Hire for soft skills
Hire for attitude — look for people you can trust, who are motivated by the problem and are keen to solve it. Even later down the line when looking more at developer skills, experience and seniority, I still rely on my gut instinct — would I trust them with problems?
Pick team players over solo flyers
The startup game is a team effort. You have quite a journey ahead and need people who work well together. They also need to be crossfunctional. If you’re running a healthtech, can your developer speak to the doctors to understand what is required and be able to speak in simple terms about what could be built? Can they communicate with finance, product, marketing, business…? You need people who are not just super smart technically — much of this can be learnt — but can also collaborate.

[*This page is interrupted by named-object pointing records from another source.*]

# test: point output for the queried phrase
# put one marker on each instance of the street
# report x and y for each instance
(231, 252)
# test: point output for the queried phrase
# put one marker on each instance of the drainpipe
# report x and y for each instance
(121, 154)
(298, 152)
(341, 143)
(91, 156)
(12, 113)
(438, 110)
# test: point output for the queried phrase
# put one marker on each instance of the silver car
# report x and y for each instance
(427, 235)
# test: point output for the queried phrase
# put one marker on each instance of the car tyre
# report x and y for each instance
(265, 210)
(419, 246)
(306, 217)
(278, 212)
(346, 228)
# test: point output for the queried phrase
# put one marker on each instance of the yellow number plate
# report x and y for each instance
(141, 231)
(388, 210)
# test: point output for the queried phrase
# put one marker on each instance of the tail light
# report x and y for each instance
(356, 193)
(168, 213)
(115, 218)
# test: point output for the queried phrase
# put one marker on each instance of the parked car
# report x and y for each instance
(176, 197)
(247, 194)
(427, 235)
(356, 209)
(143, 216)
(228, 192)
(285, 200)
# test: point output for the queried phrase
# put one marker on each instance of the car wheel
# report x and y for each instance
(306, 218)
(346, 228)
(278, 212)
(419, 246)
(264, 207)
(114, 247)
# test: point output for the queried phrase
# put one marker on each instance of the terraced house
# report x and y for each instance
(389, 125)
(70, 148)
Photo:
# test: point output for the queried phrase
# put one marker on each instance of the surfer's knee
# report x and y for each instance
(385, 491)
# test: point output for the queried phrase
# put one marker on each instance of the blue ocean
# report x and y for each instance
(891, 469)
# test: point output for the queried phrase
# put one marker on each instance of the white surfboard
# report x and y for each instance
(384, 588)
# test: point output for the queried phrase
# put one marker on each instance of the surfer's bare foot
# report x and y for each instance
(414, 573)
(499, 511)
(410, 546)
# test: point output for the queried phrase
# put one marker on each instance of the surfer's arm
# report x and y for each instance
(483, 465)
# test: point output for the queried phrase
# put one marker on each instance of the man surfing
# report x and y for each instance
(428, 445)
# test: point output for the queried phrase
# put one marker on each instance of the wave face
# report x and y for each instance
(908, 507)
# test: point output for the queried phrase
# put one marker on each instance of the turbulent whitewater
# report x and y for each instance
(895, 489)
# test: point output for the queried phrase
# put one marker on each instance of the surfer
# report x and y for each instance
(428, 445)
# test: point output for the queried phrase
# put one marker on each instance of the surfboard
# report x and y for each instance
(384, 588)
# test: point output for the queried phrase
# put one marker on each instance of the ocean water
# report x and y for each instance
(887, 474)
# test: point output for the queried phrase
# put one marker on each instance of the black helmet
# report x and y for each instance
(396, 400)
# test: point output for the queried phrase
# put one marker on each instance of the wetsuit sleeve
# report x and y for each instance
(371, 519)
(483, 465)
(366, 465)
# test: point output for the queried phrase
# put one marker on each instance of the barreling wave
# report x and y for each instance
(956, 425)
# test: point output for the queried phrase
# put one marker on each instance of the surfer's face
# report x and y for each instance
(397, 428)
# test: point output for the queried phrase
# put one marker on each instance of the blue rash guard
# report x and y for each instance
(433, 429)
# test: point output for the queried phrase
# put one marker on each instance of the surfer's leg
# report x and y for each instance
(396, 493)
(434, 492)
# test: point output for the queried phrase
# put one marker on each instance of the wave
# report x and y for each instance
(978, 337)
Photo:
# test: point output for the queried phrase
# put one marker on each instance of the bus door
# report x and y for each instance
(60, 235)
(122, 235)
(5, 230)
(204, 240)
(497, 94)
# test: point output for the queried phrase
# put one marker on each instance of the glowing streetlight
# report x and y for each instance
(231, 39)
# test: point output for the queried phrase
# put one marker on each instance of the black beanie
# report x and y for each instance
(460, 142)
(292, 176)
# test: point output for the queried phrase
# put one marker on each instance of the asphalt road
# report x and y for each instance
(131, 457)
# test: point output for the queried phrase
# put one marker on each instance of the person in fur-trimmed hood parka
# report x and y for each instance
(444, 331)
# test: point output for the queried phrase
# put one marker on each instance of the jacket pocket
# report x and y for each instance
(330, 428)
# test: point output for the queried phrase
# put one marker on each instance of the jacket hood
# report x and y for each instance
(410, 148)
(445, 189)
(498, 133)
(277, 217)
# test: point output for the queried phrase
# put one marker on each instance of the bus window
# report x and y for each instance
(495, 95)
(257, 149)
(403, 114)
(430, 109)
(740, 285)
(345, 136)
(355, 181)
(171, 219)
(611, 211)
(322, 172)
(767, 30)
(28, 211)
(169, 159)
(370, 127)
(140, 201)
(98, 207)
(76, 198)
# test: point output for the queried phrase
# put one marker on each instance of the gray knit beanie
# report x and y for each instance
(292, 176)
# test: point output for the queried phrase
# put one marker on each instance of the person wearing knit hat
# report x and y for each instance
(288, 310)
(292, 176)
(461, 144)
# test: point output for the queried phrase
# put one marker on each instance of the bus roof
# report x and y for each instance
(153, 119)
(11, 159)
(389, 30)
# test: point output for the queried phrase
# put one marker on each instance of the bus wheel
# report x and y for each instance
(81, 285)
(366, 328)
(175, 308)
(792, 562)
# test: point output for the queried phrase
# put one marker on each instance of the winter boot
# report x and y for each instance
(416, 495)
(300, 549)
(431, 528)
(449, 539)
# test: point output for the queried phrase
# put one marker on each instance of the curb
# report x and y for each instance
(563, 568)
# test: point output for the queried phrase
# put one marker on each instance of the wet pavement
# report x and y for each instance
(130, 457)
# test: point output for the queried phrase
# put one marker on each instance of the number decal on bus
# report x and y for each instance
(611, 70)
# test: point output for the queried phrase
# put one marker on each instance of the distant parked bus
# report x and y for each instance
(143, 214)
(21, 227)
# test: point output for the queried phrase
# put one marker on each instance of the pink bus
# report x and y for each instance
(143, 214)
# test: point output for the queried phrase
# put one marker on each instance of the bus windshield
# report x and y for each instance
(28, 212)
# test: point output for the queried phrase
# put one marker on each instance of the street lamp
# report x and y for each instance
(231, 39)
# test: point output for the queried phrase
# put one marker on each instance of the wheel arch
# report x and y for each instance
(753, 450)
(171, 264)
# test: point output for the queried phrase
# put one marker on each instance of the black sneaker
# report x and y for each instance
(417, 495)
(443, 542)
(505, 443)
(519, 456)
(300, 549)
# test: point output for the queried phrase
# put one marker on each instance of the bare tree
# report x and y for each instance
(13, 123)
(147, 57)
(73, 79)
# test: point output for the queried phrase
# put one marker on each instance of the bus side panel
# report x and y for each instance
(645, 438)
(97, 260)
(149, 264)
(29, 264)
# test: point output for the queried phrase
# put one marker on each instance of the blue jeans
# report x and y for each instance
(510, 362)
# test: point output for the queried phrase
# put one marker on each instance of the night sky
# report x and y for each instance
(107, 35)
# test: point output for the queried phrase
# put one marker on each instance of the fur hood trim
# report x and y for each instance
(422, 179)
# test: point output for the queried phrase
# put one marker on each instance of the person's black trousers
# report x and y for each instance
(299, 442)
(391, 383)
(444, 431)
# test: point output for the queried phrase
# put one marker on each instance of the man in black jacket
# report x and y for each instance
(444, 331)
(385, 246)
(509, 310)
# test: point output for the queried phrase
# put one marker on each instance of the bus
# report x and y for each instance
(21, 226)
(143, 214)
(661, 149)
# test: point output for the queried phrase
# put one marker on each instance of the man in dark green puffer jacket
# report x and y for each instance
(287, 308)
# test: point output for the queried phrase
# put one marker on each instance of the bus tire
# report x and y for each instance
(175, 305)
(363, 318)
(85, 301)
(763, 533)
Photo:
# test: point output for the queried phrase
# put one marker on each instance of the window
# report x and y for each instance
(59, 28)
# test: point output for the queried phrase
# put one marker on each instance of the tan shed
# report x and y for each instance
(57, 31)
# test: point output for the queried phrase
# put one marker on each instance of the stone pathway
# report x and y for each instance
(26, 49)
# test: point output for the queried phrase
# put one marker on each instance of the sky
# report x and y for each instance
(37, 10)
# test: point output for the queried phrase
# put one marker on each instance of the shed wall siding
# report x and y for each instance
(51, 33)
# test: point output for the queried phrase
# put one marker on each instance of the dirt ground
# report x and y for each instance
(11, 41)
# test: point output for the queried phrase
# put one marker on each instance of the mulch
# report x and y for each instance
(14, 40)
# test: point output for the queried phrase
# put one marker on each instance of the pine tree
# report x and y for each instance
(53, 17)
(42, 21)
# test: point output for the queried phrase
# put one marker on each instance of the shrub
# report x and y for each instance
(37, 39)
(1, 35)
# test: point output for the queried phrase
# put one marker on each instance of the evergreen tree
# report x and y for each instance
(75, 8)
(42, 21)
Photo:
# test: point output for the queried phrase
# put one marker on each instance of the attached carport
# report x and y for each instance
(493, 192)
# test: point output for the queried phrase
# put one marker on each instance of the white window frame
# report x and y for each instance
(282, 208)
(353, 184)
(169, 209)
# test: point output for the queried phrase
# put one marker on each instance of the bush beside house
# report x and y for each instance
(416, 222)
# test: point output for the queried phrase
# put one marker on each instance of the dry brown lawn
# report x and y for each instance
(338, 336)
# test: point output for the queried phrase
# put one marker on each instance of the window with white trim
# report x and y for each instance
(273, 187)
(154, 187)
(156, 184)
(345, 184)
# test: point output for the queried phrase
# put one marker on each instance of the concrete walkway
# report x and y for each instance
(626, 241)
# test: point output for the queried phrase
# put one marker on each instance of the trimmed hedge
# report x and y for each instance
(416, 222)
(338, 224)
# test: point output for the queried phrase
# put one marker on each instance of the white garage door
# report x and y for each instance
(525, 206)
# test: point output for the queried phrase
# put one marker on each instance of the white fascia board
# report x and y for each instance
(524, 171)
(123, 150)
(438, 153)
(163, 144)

You don’t need a senior engineer
Early startups sometimes hire super senior people, have very high expectations and set themselves up for failure when things don’t go to plan in the early days. Seniors know what does and doesn’t work — but they’re not easy to get in. I'm a big fan of working with fresh talent. They want to learn, have energy and, stereotypically, have more appetite for risk. Mistakes are OK as what matters most at the beginning is the speed of iterations and learning cycles — you’re not building the architecture for the next seven years. As the company matures, systems mature and the talent you look for should also mature to create stability.
Use your networks
In the early days, it’s all about reaching out through your network — find people through people you know because they will vouch for you, and convince developers they know to help you. Yes, there are lots of meetups and websites with developer talent, but that comes later.
Don’t allow tech jargon in an interview
When interviewing developers as a non-technical person, tell them a problem and ask them to speak through a solution. You should be able to understand it. Look for someone who interviews you back, who is engaged with the company. Look for transparency — have they told you what hasn’t worked before for them and why?
Set very specific goals of what needs to be achieved
If they’re not met often, look for someone else. Set a probation period, even for the earliest employees, to test the relationship and evaluate their work. Find a mentor for the developer — you may not be able to improve their engineering skills or be a sounding board, so bring in a pro who can give time to be that person.